Samantha Atkins sjatkins at mac.com
Tue Jan 10 23:32:15 UTC 2006


On Jan 9, 2006, at 5:18 PM, Robert Bradbury wrote:

> Ok, lets see if I can keep this at an elevated level.
>

As opposed to?

>
> If there are those who would like to support my renomination to the  
> ExI Board based on the platform that all information as is feasible  
> should be preserved and that the execution of programs which seek  
> to destroy information without a substantive argument that such  
> information is worthless ( i.e. a legitimate reason to erase  
> information rather than simply an unjustified assertion that one  
> religion is right and another is wrong) should be terminated, I  
> would be willing to accept such a nomination.  Note carefully, that  
> I am *not* saying that the information potentially contained in  
> external programs should be erased ( e.g. current forms of capital  
> punishment) -- I am simply saying that the execution of programs  
> that would intentionally erase information without a really good  
> (proven) reason should cease execution.
>

I don't think positioning on "information" is particularly clear and  
therefore not a good platform.  How would this "cease execution" be  
implemented?  I wouldn't want to see a board member advocating nuking  
Iran, for instance or doing a Pat Robertson advocacy of assassinating  
people like Pat Robertson.

> So, in some respects, I am throwing my glove down to the ExI  
> board.  Either you *are* or you are *not* extropic.  Harris has, in  
> my mind, outlined the problems with being a "tolerant" extropian.

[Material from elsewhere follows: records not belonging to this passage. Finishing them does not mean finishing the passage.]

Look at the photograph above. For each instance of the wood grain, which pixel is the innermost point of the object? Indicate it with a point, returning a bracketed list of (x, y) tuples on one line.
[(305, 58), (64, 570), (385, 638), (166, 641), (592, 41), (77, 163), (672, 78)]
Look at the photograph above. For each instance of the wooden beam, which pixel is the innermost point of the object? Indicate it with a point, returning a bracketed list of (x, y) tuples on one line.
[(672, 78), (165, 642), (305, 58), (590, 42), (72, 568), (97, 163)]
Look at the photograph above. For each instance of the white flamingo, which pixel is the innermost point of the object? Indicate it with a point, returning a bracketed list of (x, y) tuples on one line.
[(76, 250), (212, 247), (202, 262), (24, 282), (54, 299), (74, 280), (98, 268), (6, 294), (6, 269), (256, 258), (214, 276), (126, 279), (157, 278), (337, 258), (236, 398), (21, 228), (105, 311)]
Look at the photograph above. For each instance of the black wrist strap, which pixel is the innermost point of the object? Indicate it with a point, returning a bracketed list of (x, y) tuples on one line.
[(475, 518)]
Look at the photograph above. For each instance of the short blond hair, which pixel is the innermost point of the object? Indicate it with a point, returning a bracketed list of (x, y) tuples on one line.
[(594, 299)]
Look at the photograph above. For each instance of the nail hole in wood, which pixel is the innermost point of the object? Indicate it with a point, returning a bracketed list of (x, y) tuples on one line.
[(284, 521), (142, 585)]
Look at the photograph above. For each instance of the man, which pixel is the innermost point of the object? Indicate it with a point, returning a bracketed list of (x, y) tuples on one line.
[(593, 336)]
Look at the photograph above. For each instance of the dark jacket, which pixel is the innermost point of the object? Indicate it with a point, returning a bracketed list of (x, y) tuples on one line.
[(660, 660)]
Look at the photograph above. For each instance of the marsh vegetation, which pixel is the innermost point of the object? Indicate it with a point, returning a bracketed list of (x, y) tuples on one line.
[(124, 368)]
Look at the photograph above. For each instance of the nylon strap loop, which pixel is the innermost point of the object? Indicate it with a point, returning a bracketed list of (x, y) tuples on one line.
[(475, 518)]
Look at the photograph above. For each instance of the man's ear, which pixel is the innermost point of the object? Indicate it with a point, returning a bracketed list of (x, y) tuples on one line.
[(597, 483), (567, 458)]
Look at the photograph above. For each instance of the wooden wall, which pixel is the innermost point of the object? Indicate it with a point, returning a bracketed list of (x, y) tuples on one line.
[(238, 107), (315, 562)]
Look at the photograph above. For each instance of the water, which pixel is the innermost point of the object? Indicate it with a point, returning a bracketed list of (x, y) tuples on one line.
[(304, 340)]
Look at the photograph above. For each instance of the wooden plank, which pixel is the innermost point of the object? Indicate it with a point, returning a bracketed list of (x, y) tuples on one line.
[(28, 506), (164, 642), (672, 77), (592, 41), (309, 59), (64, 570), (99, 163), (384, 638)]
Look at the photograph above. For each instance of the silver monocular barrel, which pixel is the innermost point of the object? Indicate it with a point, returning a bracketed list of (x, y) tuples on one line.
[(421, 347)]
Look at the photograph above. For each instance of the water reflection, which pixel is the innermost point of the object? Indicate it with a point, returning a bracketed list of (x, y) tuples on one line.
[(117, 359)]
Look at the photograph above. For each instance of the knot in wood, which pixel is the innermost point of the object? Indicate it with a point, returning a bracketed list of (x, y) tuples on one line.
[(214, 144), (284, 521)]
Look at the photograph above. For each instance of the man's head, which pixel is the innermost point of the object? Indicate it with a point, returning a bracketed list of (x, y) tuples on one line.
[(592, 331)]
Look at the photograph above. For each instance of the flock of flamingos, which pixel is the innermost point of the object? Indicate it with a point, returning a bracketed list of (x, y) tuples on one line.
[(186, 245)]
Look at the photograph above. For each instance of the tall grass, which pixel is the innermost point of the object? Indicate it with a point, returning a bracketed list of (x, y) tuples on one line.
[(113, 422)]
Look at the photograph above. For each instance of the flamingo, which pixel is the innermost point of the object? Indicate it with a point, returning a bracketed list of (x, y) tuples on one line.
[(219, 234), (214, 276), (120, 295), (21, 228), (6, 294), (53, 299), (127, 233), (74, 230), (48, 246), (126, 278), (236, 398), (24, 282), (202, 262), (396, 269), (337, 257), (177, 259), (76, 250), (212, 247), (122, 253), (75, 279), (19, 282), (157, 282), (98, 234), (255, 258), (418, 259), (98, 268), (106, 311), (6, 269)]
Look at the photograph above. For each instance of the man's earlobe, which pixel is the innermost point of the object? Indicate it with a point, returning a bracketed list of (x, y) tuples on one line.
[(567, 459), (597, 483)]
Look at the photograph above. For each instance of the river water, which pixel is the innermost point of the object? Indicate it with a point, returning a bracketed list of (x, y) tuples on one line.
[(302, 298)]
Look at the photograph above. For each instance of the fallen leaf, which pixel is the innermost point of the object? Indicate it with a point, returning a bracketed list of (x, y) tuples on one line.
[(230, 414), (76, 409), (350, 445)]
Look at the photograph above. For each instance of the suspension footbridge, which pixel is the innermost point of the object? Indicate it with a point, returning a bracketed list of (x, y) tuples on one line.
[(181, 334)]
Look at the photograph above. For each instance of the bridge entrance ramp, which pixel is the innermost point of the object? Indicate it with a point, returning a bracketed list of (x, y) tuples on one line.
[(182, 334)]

While I have less and less tolerance for a lot of imho brain damaged  
and brain damaging notions, beliefs and practices,  I am not  
altogether comfortable with hardline pronouncements about who and  
what is and is not extropic from you or any other supposed  
authority.  Discussions about such are fine though.

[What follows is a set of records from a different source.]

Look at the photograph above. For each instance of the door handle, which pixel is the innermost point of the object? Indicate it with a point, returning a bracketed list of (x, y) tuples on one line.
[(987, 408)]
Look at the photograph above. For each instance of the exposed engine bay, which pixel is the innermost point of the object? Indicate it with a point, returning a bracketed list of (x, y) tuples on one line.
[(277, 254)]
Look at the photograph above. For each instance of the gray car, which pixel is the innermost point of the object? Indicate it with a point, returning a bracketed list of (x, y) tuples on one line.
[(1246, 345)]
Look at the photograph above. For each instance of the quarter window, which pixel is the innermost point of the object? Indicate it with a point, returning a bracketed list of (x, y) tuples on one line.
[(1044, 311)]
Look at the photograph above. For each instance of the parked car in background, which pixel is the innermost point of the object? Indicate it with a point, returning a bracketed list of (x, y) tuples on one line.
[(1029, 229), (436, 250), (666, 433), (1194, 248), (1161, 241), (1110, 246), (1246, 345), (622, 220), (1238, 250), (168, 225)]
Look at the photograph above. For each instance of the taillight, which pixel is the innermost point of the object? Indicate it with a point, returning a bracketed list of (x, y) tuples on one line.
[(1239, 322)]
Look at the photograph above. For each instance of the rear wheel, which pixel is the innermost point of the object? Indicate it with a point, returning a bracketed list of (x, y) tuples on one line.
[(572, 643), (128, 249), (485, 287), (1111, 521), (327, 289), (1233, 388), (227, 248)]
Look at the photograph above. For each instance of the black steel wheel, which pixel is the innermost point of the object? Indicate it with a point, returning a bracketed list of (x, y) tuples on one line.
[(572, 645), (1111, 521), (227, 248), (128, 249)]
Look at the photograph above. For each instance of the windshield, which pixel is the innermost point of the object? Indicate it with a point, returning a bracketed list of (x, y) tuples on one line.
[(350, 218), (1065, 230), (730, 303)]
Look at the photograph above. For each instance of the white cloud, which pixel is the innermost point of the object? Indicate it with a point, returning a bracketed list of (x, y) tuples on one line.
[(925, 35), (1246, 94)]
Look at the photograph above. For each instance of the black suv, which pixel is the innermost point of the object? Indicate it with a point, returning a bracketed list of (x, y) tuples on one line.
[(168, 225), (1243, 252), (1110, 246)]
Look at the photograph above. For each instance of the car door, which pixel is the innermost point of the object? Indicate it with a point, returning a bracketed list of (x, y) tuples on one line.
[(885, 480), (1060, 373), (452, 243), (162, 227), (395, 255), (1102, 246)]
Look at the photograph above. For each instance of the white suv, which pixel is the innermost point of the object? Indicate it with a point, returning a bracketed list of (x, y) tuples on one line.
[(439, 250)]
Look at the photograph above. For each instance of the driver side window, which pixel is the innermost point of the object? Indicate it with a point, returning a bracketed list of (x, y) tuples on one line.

>   The problem with that is that it means transhumanism rules and  
> extropianism falls.  In transhumansism (using its most basic  
> definitions) there is no moral compass.  One can become transhuman  
> along many vectors, some good, some bad.  With extropianism, there  
> is at least some guideline -- more information is good, information  
> destruction (entropy) is bad, allowing (or worse enabling) the  
> destruction of information is bad, etc..  This leads to the  
> questions of what paths will generate the most "good" information  
> the soonest (perhaps with the minimal destruction of *perceived*  
> less useful information)  and how does one deal with entirely  
> unexplored paths (where the information gain may have positive,  
> neutral or negative consequences).

Perhaps in seeking elevated style you have become too abstract to  
make your meaning clear.  Please say more.